Nel nostro paese, tra il 2000 e il 2010, sono stati moltissimi i casi di adozione internazionale, nonostante il periodo di crisi che ha caratterizzato l’Italia nel corso di questo decennio. Che cosa si intende però per adozione internazionale?
L’adozione internazionale è l’adozione di un bambino straniero fatta nel suo paese, regolata dalle autorità e dalle leggi di quest’ultimo. Perciò si tratta di un istituto giuridico che consente l’acquisto della qualità di figlio legittimo dei coniugi adottanti, con nazionalità diversa, facendo così cessare qualsiasi legame giuridico con la famiglia biologica (artt. 29bis e 40 legge 184/83).
Con la legge 184/83 le adozioni internazionali furono numerose e la cosa era buona in parte, poiché se da un lato si diminuivano i casi di abbandono dei minori provenienti da paesi con maggiori difficoltà, da un lato si rischiava di avere delle inevitabili vere e proprie compravendite dei suddetti minori. Fu proprio per evitare quest’ultimo evento che fu istituita, dalla comunità internazionale, la Convenzione dell’Aja nel 1993, ratificata in Italia con la riforma della vecchia legge 184/83 con la 476/98, che , all’art. 29 disciplina in modo più complesso il regime dell’adozione internazionale, offrendo maggior sicurezza al minore e un migliore sostegno alle coppie, lasciando invariati i requisiti degli adottanti e gli effetti dell’adozione. Quali sono questi requisiti?
La procedura di adozione internazionale è molto complessa ma soprattutto si rifà ai requisiti previsti per l’adozione nazionale (ex art.184/83). Infatti per poter adottare è necessario essere coniugi uniti in matrimonio da almeno 3 anni, o in numero minore se i coniugi hanno convissuto in modo stabile e continuativo prima del matrimonio per un periodo anch’esso di tre anni; i coniugi in oltre devono superare i 18 anni e non avere più di quarantacinque anni di differenza con l’adottando (art. 6 legge 184/83). Altro requisito fondamentale è che i genitori devono essere idonei ad educare ed istruire, ed in grado di mantenere i minori che intendono adottare.
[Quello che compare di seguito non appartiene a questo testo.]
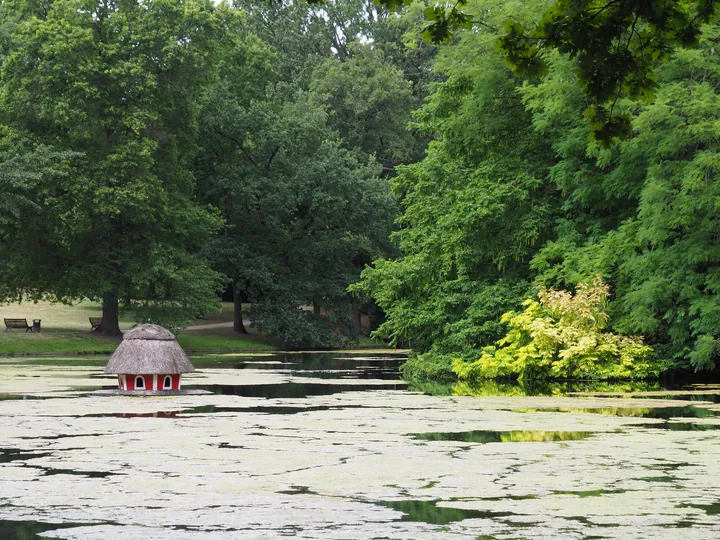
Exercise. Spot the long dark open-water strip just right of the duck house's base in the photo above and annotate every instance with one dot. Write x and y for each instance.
(295, 390)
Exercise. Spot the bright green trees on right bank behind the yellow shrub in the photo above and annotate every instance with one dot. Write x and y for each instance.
(514, 191)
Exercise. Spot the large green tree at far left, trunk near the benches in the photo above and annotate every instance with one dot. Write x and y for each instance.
(116, 82)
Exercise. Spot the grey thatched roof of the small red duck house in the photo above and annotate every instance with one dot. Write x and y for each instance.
(149, 349)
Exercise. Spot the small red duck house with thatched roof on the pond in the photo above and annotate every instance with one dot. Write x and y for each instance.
(149, 359)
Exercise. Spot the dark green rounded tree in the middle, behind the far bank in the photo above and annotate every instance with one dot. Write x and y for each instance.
(300, 211)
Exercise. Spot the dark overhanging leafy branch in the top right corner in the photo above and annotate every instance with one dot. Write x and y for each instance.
(616, 46)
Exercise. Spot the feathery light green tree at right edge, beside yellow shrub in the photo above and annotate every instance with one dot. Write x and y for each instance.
(660, 248)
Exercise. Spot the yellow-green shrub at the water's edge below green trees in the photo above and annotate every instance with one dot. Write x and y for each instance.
(561, 336)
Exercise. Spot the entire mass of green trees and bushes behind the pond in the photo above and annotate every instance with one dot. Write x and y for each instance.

Se i coniugi sono idonei ai requisiti previsti dall’art. 6, dovranno presentare una dichiarazione di disponibilità all’adozione internazionale al tribunale dei minori dove sono residenti; successivamente gli Enti locali svolgeranno delle indagini per verificare l’effettiva idoneità dei requisiti dei coniugi, conoscendoli e valutandone le potenzialità genitoriali; dopo un’attenta analisi verrà stilata una relazione che sarà consegnata al tribunale dei minori che, se vorrà,compirà altri approfondimenti e infine se deciderà se rilasciare o meno un decreto di idoneità oppure stilare un decreto di insussistenza di adozione.
Entro un anno, se ricevuto il decreto di idoneità, i coniugi debbono iniziare la procedura di adozione internazionale, rivolgendosi ad uno degli enti autorizzati della Commissione per le adozioni internazionali.
L’ente svolge le complesse pratiche della procedura di adozione e trasmette tutta la documentazione relativa al bambino alla Commissione per le adozioni internazionali. Successivamente, la Commissione autorizza l’entrata in Italia del bambino e dopo un periodo preadottivo, il tribunale invita a concludere la procedura con la trascrizione dell’adozione nei registri civili da parte dei due coniugi.
Esso è un istituto giuridico molto complesso e molto lungo da sviluppare, ma garantisce un’effettiva tutela per quei minori che ancora oggi si trovano in situazioni di abbandono, in paesi che ,purtroppo, non riescono a garantirgli quei diritti e quelle tutele di cui hanno bisogno.